A Stabilizing Control Algorithm for Asynchronous Parallel Quadratic Programming via Dual Decomposition

TL;DR

This paper develops a control algorithm that ensures stability and solution uniqueness in asynchronous parallel quadratic programming, effectively reducing synchronization delays in distributed optimization.

Contribution

It introduces a stability-guaranteeing algorithm for asynchronous PQP using switched system analysis, a novel approach in this context.

Findings

The algorithm guarantees asymptotic stability of dual variables.

It ensures the uniqueness of optimal solutions despite asynchrony.

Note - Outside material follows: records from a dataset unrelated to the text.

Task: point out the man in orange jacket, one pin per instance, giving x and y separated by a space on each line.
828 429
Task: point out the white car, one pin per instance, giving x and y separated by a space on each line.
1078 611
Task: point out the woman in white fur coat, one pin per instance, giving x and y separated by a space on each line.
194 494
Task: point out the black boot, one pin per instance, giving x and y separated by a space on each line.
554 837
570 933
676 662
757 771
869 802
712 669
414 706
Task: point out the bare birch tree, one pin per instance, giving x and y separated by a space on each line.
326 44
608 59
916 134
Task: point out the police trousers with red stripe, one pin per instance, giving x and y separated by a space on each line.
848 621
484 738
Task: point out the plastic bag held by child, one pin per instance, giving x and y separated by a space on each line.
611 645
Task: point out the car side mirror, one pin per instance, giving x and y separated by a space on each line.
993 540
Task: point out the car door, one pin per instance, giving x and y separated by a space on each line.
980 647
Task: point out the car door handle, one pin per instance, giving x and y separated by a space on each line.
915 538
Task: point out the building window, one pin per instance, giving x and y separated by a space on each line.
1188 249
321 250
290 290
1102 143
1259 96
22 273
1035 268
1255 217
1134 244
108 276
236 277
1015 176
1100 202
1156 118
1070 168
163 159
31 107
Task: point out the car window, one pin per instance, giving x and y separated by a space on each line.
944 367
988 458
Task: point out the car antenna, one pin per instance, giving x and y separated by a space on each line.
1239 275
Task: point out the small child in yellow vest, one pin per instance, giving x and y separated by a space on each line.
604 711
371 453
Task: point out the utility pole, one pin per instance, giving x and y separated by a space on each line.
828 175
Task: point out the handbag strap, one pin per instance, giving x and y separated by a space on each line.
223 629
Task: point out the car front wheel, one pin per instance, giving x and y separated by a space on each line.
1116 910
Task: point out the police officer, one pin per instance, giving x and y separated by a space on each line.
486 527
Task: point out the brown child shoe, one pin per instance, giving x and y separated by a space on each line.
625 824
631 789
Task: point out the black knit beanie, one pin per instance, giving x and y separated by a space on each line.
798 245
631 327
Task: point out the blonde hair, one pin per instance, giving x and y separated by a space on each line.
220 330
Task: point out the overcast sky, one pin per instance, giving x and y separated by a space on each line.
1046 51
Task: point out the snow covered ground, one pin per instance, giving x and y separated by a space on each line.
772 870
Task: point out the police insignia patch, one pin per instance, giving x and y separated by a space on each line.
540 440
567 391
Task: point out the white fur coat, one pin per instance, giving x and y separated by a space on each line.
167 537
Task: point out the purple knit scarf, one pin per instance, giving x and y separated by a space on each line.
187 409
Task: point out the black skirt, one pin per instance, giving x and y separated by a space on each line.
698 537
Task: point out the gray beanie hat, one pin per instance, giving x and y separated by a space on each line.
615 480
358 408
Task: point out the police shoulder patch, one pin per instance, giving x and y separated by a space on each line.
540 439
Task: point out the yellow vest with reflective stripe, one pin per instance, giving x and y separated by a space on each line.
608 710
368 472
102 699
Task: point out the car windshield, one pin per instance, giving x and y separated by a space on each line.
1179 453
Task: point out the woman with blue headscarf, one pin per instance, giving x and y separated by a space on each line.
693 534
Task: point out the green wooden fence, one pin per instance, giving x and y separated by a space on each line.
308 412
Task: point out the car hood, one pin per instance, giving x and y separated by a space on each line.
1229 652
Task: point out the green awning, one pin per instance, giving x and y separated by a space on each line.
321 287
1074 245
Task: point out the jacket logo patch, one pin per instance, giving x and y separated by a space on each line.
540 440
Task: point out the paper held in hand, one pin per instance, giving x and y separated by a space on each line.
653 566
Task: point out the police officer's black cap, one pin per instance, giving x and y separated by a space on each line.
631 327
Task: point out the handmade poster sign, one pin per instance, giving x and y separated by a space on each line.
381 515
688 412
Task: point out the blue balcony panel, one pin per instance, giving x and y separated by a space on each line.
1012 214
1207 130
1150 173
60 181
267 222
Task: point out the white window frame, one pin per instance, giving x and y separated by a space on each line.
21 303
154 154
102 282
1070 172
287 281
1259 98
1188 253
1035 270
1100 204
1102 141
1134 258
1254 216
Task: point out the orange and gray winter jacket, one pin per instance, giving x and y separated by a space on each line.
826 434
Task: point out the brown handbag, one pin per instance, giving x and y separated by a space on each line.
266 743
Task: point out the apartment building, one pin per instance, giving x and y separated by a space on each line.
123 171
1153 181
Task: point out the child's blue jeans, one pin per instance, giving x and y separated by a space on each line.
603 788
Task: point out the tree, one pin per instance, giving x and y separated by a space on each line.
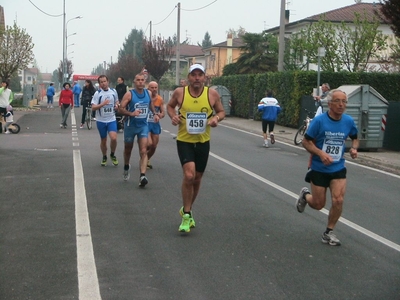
126 67
230 69
157 57
348 46
206 41
391 10
70 70
133 45
15 50
259 54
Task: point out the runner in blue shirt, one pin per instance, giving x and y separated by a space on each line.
105 102
325 140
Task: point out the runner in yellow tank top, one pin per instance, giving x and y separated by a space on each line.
196 104
195 113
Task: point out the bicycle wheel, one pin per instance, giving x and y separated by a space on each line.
14 128
298 138
89 118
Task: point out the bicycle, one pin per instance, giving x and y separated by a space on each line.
13 127
88 117
298 138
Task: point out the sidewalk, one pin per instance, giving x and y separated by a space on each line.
382 159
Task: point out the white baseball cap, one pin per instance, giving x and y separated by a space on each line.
196 67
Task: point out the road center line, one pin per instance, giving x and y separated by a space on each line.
88 282
293 195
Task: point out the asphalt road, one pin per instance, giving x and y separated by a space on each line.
71 229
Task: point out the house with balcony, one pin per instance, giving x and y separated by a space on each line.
344 14
189 54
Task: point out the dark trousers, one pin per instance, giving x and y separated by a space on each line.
84 105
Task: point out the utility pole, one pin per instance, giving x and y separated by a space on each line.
150 31
64 45
281 37
178 45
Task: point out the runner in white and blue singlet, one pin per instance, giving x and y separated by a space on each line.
136 105
104 103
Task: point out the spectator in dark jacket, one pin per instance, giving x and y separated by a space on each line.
66 102
87 95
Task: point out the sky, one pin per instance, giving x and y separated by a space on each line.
105 24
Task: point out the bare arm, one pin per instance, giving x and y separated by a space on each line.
215 101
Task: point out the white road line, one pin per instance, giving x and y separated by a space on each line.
88 282
293 195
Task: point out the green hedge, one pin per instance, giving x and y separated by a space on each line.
289 87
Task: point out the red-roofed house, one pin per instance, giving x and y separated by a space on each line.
344 14
189 54
219 55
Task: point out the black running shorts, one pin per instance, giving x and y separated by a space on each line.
196 152
324 179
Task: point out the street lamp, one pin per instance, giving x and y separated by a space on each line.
65 37
321 53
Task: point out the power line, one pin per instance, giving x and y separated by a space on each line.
200 7
166 17
44 11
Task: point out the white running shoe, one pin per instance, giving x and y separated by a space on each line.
127 174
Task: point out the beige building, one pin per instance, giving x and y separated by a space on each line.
345 14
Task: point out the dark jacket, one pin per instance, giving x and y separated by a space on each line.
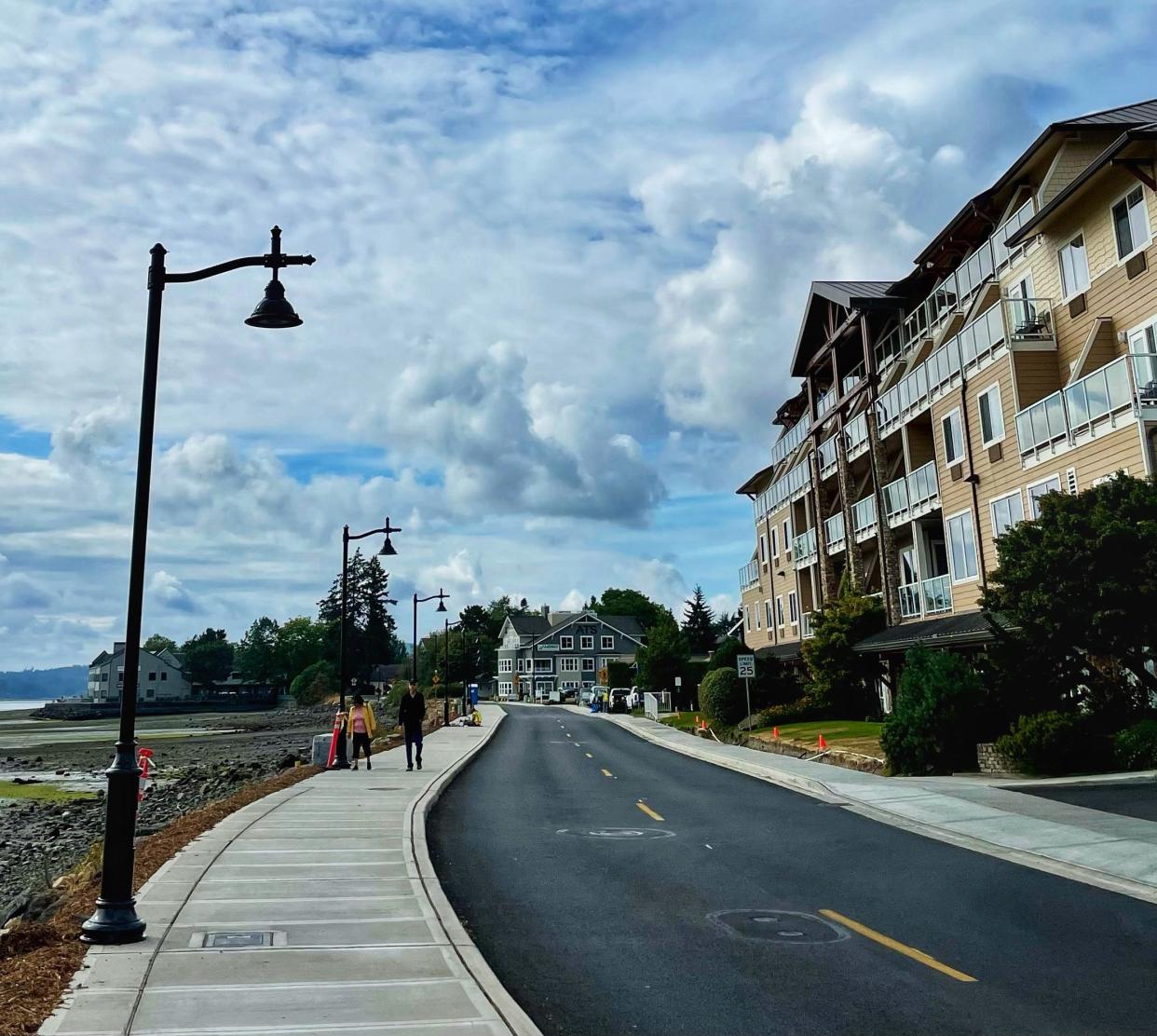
412 711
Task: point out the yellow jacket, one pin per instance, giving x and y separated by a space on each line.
371 722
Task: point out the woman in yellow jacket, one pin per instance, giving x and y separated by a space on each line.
362 726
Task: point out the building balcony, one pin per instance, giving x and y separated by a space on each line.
912 496
749 574
1089 406
836 533
864 519
804 550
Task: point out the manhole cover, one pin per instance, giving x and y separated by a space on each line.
617 834
778 926
236 940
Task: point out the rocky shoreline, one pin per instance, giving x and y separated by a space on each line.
43 839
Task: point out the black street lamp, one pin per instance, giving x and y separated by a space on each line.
340 760
115 920
441 597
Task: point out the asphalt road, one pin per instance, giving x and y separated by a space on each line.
1136 798
597 934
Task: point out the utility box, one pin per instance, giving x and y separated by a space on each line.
656 704
320 753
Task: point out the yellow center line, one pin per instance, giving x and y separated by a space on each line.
899 947
648 811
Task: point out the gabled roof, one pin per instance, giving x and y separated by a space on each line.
851 295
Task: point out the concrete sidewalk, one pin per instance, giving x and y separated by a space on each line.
331 882
1113 852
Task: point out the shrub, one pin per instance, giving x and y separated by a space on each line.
1046 743
932 724
1136 748
721 697
315 683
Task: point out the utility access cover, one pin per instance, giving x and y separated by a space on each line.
778 926
617 834
236 940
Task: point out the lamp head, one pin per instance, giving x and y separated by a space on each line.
273 310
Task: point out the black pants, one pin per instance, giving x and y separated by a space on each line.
414 739
361 741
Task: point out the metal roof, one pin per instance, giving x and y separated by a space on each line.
970 628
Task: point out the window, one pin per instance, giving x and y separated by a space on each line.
1007 511
1131 224
1074 267
961 548
992 416
954 443
1050 485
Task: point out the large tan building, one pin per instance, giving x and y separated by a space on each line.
1018 358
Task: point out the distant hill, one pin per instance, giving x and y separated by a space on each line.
66 682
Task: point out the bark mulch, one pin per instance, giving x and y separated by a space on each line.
38 959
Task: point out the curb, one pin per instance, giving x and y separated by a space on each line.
515 1018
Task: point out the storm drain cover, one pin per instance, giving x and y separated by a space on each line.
617 834
778 926
236 940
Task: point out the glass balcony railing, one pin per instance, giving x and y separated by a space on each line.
955 292
864 516
835 531
749 574
914 392
909 600
803 548
855 435
937 595
788 443
1098 395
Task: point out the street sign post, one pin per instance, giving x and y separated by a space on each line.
745 666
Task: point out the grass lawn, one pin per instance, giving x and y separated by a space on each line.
854 735
43 792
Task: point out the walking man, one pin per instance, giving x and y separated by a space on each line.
411 713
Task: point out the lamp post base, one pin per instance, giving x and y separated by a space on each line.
113 924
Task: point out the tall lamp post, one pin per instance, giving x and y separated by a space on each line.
441 597
115 920
340 760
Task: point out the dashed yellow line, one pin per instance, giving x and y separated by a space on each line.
899 947
648 811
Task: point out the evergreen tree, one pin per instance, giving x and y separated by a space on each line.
699 624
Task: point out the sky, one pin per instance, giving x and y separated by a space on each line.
563 252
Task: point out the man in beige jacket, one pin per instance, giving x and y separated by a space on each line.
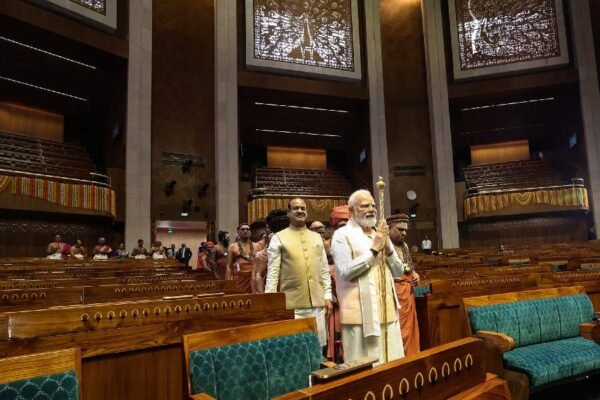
297 266
366 263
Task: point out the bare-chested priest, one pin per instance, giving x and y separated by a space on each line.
240 259
409 324
77 250
366 263
297 266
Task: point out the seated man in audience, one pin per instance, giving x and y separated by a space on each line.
409 325
140 251
157 252
364 282
172 251
57 250
206 258
426 245
77 250
102 250
184 255
120 253
297 266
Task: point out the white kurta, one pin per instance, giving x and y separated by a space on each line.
355 263
273 271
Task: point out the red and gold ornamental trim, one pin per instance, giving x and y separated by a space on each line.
70 195
567 197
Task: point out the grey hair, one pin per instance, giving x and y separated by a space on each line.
354 196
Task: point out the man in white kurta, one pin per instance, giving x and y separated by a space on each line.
368 302
297 266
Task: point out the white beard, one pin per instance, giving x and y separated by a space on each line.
366 222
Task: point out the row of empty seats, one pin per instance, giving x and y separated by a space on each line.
30 154
512 175
299 181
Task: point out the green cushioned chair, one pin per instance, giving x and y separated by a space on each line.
252 362
548 347
54 375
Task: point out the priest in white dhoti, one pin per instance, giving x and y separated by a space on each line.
297 266
366 264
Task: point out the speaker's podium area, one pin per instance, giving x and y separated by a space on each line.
299 199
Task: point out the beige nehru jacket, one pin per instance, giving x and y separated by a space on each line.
297 266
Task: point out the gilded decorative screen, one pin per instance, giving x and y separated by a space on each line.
311 36
494 36
95 5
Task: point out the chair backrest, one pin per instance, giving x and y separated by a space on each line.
51 375
258 361
531 317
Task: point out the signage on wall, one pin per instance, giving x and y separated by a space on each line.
319 37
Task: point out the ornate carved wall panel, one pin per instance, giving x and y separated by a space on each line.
102 12
496 36
315 37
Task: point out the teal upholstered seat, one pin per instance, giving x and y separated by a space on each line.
62 386
546 334
534 321
259 369
552 361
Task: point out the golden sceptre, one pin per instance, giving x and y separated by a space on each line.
382 267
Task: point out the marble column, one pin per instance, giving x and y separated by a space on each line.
226 116
139 134
439 120
379 158
583 43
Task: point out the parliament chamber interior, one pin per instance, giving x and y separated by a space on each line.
299 199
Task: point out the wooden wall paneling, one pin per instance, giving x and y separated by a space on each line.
407 111
294 157
31 121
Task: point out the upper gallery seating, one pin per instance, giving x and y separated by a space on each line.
29 154
296 181
511 175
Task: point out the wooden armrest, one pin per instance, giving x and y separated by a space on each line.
590 330
201 396
501 341
328 364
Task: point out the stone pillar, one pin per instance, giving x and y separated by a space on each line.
379 159
226 116
583 43
439 120
139 115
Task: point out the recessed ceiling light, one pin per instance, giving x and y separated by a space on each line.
511 103
27 46
31 85
258 103
298 133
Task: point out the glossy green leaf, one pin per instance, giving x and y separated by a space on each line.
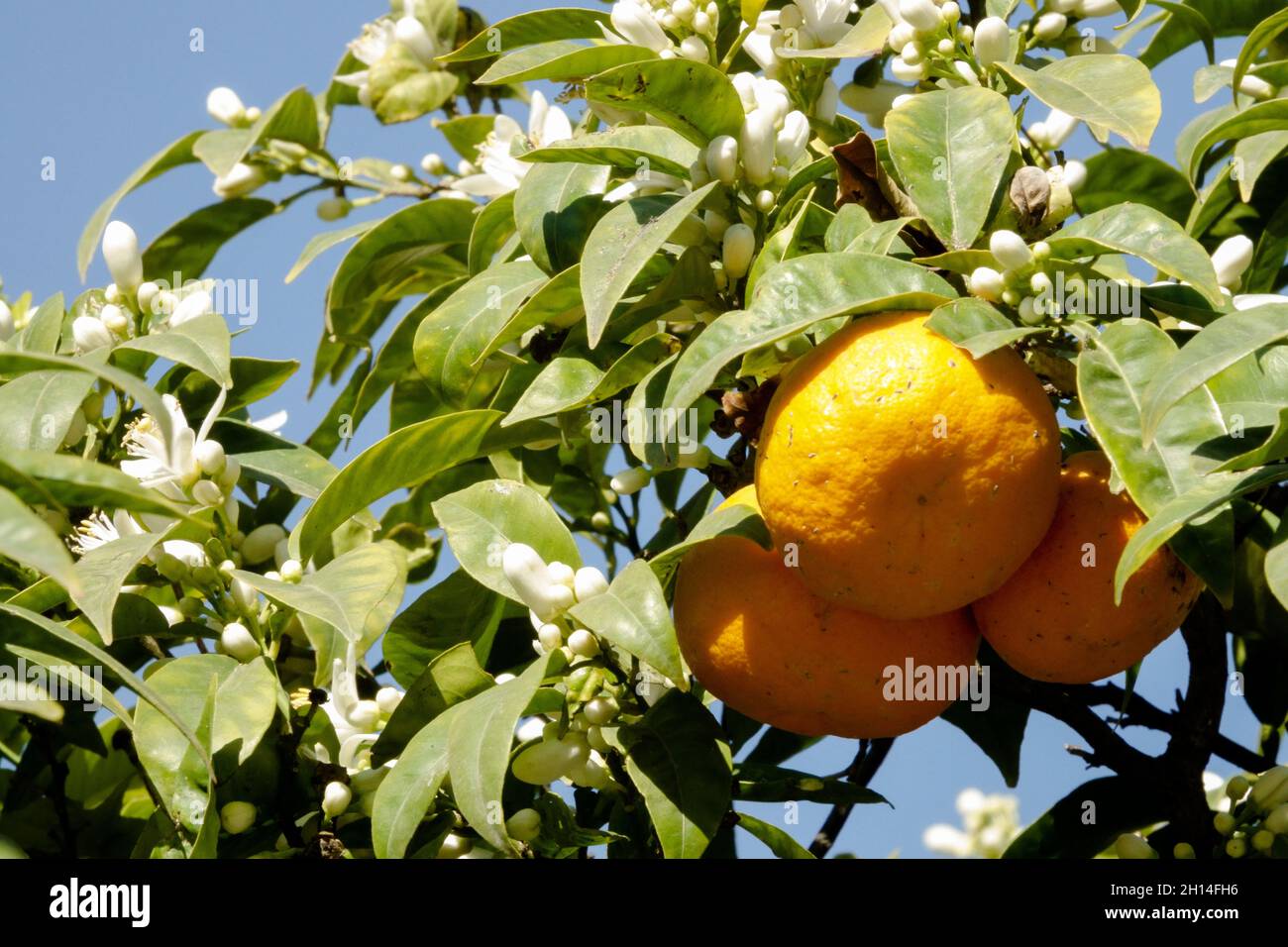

Simulation results validate the effectiveness of the proposed method.

Abstract

This paper proposes a control algorithm for stable implementation of asynchronous parallel quadratic programming (PQP) through dual decomposition technique. In general, distributed and parallel optimization requires synchronization of data at each iteration step due to the interdependency of data. The synchronization latency may incur a large amount of waiting time caused by an idle process during computation. We aim to mitigate this synchronization penalty in PQP problems by implementing asynchronous updates of the dual variable. The price to pay for adopting asynchronous computing algorithms is the unpredictability of the solution, resulting in a tradeoff between speedup and accuracy. In the worst case, the state of interest may become unstable owing to the stochastic behavior of asynchrony. We investigate the stability condition of asynchronous PQP problems by employing the switched system framework. A formal algorithm is provided to ensure the asymptotic stability of dual variables. Further, it is shown that the implementation of the proposed algorithm guarantees the uniqueness of optimal solutions, irrespective of asynchronous behavior. To verify the validity of the proposed methods, simulation results are presented.